Pro Bono Team Helps Holocaust Survivor
A Latham cross-office team recently celebrated a pro bono success for a Holocaust survivor client, who was awarded a German Ghetto Pension (ZRBG) award of US$53,100 in back payments, and a monthly lifetime pension of $243. During many phone calls over the course of last summer, our client shared his personal persecution details and helped us build a compelling narrative to submit reparations filings on his behalf. The team’s thorough research and a well-supplemented submission paid off in December 2020 when the German pension agency awarded our client a lifetime ZRBG pension and a sizable back payment.

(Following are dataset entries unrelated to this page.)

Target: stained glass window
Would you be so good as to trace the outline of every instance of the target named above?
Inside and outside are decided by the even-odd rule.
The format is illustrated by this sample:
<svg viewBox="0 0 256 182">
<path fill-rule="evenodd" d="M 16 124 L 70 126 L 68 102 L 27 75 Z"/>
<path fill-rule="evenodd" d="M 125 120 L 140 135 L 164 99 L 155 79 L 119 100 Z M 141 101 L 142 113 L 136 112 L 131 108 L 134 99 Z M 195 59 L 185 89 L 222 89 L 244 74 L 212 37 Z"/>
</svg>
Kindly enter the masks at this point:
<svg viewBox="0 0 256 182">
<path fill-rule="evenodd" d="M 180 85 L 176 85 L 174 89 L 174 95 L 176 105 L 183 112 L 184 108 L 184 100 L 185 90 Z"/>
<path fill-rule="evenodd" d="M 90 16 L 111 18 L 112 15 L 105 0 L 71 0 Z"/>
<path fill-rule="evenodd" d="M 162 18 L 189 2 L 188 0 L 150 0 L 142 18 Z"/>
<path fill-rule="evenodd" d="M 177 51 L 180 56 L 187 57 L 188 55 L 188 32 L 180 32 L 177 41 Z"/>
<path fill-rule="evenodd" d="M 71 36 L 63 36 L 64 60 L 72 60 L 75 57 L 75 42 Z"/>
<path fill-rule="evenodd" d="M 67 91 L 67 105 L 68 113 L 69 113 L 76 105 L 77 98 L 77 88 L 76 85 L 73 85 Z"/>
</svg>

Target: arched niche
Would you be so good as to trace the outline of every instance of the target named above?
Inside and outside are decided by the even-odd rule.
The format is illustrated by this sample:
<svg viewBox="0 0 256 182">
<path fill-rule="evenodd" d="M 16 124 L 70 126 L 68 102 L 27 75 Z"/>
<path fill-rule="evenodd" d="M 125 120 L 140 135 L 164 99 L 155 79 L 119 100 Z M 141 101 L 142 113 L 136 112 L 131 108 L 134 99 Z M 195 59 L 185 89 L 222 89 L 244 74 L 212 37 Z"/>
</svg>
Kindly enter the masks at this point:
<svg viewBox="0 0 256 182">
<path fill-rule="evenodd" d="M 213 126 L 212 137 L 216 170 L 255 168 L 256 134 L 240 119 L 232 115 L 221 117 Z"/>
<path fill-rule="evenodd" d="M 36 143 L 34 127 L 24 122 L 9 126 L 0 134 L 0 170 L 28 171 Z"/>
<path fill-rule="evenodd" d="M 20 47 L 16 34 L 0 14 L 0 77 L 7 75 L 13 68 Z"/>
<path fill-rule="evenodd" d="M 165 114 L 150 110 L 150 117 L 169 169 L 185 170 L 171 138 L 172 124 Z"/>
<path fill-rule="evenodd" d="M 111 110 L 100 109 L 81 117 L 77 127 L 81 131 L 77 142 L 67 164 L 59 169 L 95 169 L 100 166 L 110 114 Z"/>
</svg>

Our client was a child when German forces invaded Poland in September 1939, and forced him and his parents to live in the Warsaw Ghetto. He helped his father, who was an expert in electroplating and owned a small factory shop in the ghetto. The family survived the Warsaw Ghetto uprising in different hiding places in 1944, but they were eventually discovered and shipped off by German troops to a transit center in Germany, as Polish slave laborers. Once in Germany, father and son constantly feared that their Jewish identity might be revealed and barely evaded a medical inspection. Our client and his father carried cyanide to use in case their captors realized they were Jews. All three family members narrowly survived the war and found their way to the US via Israel.
Since 2008, Latham teams in several US offices have assisted hundreds of Holocaust survivors who lived and worked in a ghetto. In the course of our work, we have gained valuable insights into certain specifics of the reparations language, and the requirements of two programs we assist on: ZRBG, better known as the German Ghetto Pension program, and GGWP, a filing for a one-time reparations payment of EUR 2,000.
The Latham team included associates Sarah Lohschelder and Daniel Grill, summer associate Lauren Hanna, and attorney support supervisor Anna Bravo, with supervision and support from Carlos Alvarez and Larry Safran.